# planning for a large NPT



## jerilovesfrogs (Nov 29, 2010)

hi everyone =] this is my first post on APC! i've been a part of another forum for a year and a half....and have been keeping fish for about that long....plants for about a year. 

i have 9 tanks....all have plants but the one with the crayfish. i am about to start a 10g NPT to see how it goes, before doing it in my 125g+ in a couple months. (not sure what size tank i'll get yet). 

so here's my question. i have an FX5 filter that i bought because it was on mega sale....and before i wanted to do it as a NPT. would using it be a little much? since NPTs don't need actual filtration and lots of water movement. i *could* use it and put course and fine sponges in it, and just omit the ceramic media. but is a filter like this even necessary? could i have something smaller? i haven't used it, it is new....so if it is not something i *need*, i probably will sell it. but if it will be beneficial in some way, i'd consider keeping it. thank you!


----------



## digital_gods (Apr 23, 2010)

PM TexGal about this. She had a Eheim 2060 on a 125g long aquarium. She could give you the best answer.


----------



## Michael (Jul 20, 2010)

I think it will be fine.

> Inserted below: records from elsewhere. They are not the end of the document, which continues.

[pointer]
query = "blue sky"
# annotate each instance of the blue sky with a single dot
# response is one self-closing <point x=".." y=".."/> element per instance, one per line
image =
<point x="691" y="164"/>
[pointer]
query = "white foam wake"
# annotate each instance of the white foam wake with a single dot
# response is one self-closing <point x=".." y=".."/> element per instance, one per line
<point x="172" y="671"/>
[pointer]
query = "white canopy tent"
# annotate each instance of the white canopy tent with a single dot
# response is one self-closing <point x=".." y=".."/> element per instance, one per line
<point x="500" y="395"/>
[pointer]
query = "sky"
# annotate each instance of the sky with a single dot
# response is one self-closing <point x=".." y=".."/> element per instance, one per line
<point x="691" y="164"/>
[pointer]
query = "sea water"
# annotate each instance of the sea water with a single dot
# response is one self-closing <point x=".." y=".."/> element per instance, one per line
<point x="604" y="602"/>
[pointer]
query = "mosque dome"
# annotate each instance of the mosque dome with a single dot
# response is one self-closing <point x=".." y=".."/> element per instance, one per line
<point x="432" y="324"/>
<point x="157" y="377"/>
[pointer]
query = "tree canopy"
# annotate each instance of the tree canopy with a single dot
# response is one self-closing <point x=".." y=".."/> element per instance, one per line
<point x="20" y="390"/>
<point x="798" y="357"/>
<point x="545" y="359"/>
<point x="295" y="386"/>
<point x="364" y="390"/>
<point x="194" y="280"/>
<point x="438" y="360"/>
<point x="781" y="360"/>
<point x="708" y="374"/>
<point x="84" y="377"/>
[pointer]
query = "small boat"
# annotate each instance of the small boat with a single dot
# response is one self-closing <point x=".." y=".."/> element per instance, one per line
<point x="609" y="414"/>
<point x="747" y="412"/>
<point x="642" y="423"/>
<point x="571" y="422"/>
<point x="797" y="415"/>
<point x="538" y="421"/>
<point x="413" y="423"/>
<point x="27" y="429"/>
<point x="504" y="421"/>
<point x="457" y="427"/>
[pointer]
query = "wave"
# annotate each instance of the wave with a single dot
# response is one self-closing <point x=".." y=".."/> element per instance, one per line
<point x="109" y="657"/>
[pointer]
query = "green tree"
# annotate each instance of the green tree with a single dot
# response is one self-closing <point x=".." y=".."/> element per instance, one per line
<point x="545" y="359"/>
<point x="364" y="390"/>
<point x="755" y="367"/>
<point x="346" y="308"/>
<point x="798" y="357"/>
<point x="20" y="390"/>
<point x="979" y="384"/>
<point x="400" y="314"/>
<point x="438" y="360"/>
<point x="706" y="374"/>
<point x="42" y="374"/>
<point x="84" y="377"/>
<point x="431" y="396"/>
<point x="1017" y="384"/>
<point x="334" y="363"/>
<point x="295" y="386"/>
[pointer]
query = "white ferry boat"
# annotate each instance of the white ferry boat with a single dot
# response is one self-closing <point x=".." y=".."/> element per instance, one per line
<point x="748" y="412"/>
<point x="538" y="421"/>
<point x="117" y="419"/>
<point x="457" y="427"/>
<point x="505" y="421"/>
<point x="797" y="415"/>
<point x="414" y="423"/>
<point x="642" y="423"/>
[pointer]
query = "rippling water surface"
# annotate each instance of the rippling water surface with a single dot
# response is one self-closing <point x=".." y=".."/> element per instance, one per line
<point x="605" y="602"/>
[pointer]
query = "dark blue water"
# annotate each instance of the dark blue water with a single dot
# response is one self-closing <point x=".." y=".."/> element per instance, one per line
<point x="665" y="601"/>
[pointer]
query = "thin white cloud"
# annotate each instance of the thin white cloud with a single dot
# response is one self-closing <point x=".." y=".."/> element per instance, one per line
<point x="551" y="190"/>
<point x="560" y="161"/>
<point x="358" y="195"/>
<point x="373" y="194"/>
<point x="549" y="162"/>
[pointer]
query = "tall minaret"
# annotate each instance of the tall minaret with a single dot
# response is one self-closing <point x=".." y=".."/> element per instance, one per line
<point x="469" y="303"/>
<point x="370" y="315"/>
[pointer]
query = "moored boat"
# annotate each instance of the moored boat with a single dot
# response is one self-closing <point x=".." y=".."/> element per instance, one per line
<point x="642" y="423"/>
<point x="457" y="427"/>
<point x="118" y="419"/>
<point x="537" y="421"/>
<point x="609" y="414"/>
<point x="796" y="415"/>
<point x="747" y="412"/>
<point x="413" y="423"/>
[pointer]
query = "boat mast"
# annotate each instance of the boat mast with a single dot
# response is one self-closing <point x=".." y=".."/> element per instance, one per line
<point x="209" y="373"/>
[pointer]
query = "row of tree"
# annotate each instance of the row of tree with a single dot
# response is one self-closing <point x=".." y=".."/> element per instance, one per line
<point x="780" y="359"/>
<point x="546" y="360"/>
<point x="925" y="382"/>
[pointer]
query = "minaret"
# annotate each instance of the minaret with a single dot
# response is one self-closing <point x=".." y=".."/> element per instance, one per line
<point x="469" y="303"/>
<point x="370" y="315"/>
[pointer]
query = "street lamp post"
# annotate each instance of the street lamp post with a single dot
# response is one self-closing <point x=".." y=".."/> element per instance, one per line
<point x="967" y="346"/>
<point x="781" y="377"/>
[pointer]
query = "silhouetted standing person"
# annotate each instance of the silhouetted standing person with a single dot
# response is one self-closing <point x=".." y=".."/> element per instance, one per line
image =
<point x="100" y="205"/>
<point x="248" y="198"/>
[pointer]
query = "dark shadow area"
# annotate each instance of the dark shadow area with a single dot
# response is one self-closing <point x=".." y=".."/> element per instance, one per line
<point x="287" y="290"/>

NPTs benefit from good circulation, and this filter will give you less than 6x the volume of the tank per hour. Many of us aim for 10x.

The nice thing about a big filter is that you can use what ever media that you need when the tank is new, then switch over to a coarse bio-media as the tank matures. This gives you good circulation with very low maintenance. And if something goes wrong, you have a big biofilter running to help with the crisis.

And, welcome to APC! I'm glad you got your posting problem solved.

--Michael


----------



## jerilovesfrogs (Nov 29, 2010)

thanks....i might pm her. 

the FX5 says it will do 925 gph.... so while it's not 10x in a 125g tank....it should def do the job. i have a 2217 on my 75g....and the gph is pretty low, but it has been doing a great job for a year. 

i have been reading walstad's ecology of the planted aquarium...which is very detailed and scientific...almost too much so. i have a hard time following much of it, being a non science person and all...haha. 

but i thought doing her method, you didn't really *need* 10x the filtration...or much filtration at all....just water movement, and not TOO much of it either.


----------



## Michael (Jul 20, 2010)

Yes, that is what she writes. And I agree that you do not need to FILTER 10x the tank volume each hour. You especially do not want to run the water through zeolite, activated carbon, Purigen, three different layers of sponges, and some extra special (expensive) biomedia as one often sees in high-tech set-ups.

But I am persuaded that good circulation and flow are very important. Here, my and other's experience has lead me to differ with Walstad a little on this topic. Truthfully, in a well established tank with a low bioload, you could get away with no filtration and low flow. But I think the safety factor of having good flow and generous biolfiltration is worth having if something goes wrong.

So I suggest that you use your FX5, and load it with coarse biomedia, like lava rock. You will have good flow, low maintenance, and a back-up of biofiltration if you need it.


----------



## jerilovesfrogs (Nov 29, 2010)

thanks for the advise michael =] what you're saying makes sense. though i can't comment on the success or failure of doing the exact walstad method...just because i simply don't know....

but i have had pretty good success with my planted tanks....and they have no special substrate or anything. just root tabs mostly. but i'm excited to try the NPT method. 

lava rock....is that something i can get at an aquarium store? i'm not sure if i've ever come across it.


----------



## Michael (Jul 20, 2010)

You can get lava rock at Home Depot, Lowe's, etc. It is sold as a decorative mulch in the garden department. It works well as biomedia because it is very porous and has lots of surface area for the bacteria to colonize. ADA sells a very uniform version for use in their filters, but you don't need to pay that much for it.


----------



## jerilovesfrogs (Nov 29, 2010)

ok thanks, i will check out those places to see if i can still get some lava rock. i wonder if it'll be harder to get at this time of year....around here at least, our landscape season is pretty much over


----------



## cableguy69846 (Feb 7, 2011)

I am not sure if your question of filtration on the 10 gallon got answered. I agree about the FX5, keep it and use it on the big tank. It will be better in the long run. As for the 10 gallon. I have a 10 gallon that has EcoComplete as the substrate and I am running 2 AquaClear20 filters on it. I only use sponges and ceramic rings in mine, and there is a filter on either end of the tank, and the flow is great. You could also go with an eheim of some sort, though I don't know the model number of the one you would need. The aquaclears are producing some good flow for the tank, and I pleased with how little detritis there is now. When I switch the tank to NPT, I will still use both filters. I hope this helps with your 10 gallon.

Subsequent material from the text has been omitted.